Stewart, Robert wrote:
Sebastian Redl wrote:
Phil Endecott wrote:
Eric Niebler wrote:
I believe that as of C++03, std::string is required to have contiguous storage. The null-termination is another thing. The only guarantee is that the char* returned by c_str() is required to be null terminated. No such guarantee is made for the sequence traversed by std::string's iterators.
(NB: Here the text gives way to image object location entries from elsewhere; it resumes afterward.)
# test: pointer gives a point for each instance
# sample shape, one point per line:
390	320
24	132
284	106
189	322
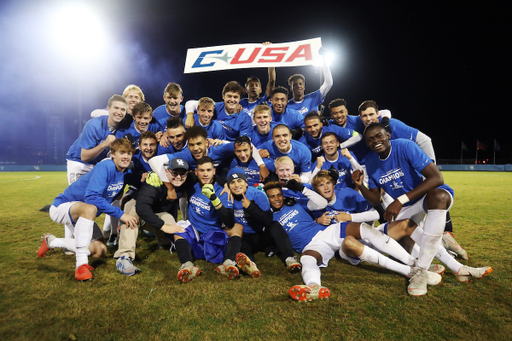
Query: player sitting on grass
252	211
318	244
83	201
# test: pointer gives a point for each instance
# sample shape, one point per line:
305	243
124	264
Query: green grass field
41	300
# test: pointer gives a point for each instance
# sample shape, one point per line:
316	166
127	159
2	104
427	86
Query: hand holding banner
242	56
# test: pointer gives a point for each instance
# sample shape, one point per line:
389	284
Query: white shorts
60	214
418	210
76	169
326	243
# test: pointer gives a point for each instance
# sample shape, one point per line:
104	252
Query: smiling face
262	120
339	114
205	173
116	112
122	159
197	146
133	98
142	120
325	188
148	148
282	137
279	102
369	116
377	139
275	198
284	171
205	113
172	103
243	152
330	145
313	127
231	100
238	186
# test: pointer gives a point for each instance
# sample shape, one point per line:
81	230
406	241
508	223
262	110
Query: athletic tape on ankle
403	199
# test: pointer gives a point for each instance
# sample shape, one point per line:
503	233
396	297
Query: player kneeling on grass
83	201
319	244
252	211
153	207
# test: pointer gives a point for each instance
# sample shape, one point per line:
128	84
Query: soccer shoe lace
293	265
247	266
188	272
467	274
83	273
437	268
44	248
125	266
307	293
228	269
418	282
450	244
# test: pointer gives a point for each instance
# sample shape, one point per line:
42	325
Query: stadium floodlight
78	32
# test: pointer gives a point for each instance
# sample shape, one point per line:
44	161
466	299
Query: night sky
443	69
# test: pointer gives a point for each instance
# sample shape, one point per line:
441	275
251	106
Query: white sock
385	244
83	233
431	237
374	257
310	270
448	260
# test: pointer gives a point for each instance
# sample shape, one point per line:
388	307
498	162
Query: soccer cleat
292	265
83	273
437	268
451	245
188	272
112	240
44	248
228	269
466	274
307	293
125	266
418	282
247	266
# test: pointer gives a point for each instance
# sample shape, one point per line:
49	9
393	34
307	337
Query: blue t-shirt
292	118
261	200
95	131
214	129
299	225
201	212
299	153
99	187
161	116
342	164
251	169
401	171
234	125
259	139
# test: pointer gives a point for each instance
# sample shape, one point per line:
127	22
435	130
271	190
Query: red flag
480	145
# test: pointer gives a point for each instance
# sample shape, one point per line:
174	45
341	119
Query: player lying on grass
318	244
252	210
412	179
348	205
83	201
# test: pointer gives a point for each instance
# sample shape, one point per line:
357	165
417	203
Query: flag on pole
496	146
480	145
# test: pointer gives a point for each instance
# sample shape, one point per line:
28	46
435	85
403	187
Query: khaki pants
128	236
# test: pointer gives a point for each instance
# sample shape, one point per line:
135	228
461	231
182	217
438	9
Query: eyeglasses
180	174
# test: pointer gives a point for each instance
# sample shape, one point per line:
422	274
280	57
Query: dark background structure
440	67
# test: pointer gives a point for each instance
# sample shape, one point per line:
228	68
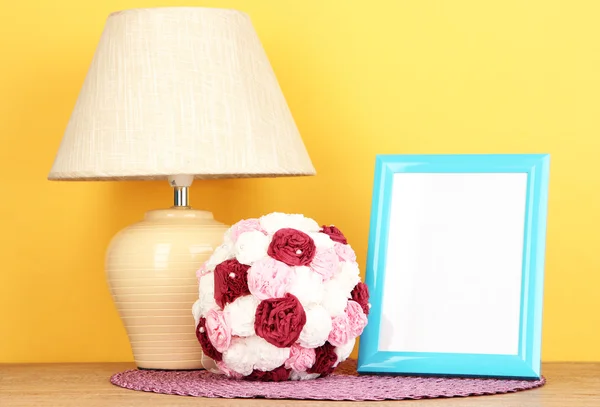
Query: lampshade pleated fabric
180	90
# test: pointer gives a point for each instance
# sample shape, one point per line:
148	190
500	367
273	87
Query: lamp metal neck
180	197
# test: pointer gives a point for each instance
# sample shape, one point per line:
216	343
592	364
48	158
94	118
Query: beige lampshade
180	90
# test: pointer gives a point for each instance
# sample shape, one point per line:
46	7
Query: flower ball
280	299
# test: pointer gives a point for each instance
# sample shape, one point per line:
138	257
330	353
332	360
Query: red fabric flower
231	282
334	234
279	321
207	347
292	247
324	361
276	375
360	294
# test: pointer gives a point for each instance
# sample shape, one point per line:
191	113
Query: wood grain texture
569	384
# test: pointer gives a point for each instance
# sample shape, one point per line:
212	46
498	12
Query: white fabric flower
206	299
246	354
241	314
251	246
275	221
239	357
303	375
307	286
221	253
334	299
266	356
344	351
322	240
346	278
196	310
317	327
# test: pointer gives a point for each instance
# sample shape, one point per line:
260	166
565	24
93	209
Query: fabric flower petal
303	376
341	330
250	247
317	327
307	286
280	320
218	329
300	358
345	252
325	263
356	317
334	299
343	352
276	220
269	278
241	314
231	281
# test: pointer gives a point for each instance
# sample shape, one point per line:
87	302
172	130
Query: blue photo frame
526	362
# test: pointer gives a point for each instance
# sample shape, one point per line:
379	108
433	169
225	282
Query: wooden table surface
87	384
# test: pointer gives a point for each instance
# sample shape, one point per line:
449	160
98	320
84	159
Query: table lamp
177	94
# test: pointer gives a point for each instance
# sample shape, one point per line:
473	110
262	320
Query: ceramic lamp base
151	271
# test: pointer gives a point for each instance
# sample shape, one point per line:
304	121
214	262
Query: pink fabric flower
232	374
325	263
334	234
360	294
344	252
202	271
356	318
269	278
293	247
340	332
218	330
301	359
243	226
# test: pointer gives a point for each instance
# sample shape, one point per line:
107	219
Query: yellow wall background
361	78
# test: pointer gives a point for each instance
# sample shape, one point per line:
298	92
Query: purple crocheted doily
343	384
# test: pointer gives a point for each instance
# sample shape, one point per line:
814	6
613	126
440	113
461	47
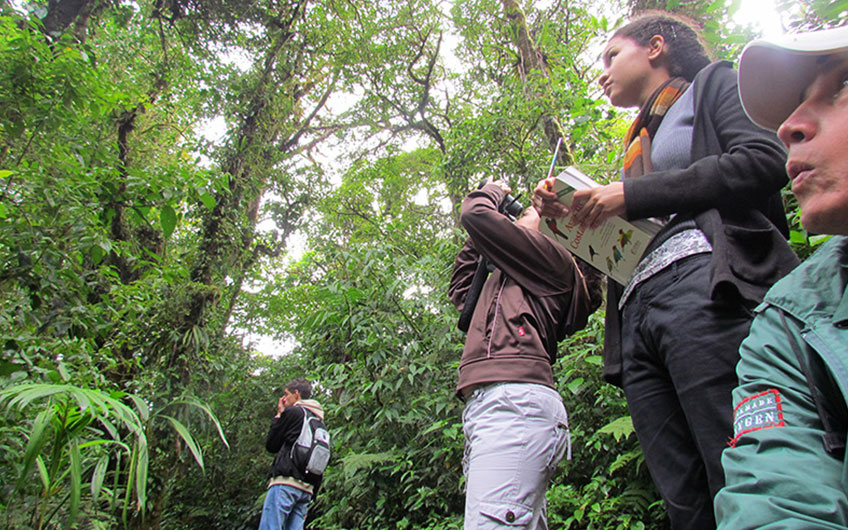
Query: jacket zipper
495	321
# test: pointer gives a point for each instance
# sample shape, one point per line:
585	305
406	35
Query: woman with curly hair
695	162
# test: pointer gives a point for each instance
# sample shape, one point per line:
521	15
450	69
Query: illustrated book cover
614	248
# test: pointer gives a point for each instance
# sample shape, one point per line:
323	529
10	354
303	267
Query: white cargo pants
515	435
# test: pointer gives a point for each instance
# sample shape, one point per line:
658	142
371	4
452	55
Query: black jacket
731	191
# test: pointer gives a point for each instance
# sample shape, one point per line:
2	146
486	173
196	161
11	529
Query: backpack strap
832	439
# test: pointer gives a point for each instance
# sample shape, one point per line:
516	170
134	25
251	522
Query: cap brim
774	73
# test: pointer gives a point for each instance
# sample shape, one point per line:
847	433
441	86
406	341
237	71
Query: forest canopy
141	256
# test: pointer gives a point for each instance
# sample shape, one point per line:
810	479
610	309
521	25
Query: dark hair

Dereferencing the end iterator is verboten.
Here is an outline of a zero-overhead wrapper for std::string that I hope guarantees that *end() == 0:
struct string_with_zero_beyond_end: std::string { typedef const char* const_iterator; const_iterator begin() const { return c_str(); } const_iterator end() const { return c_str() + length(); } };
Not zero-overhead if the string implementation is one (of the non-existent ones) that doesn't store the NUL internally.
Is c_str() allowed to be > O(1) ?
Worse: you'd be returning iterators to what may well be a temporary array of characters. The result of calling c_str() need not refer to the internal storage of the string.
People are taking my "code" too literally. I am just trying to point out that a function for UTF-8 decoding can be significantly more efficient if it exploits various characteristics of common types, such as contiguous storage and null termination. I feel that this is something worth doing. Phil.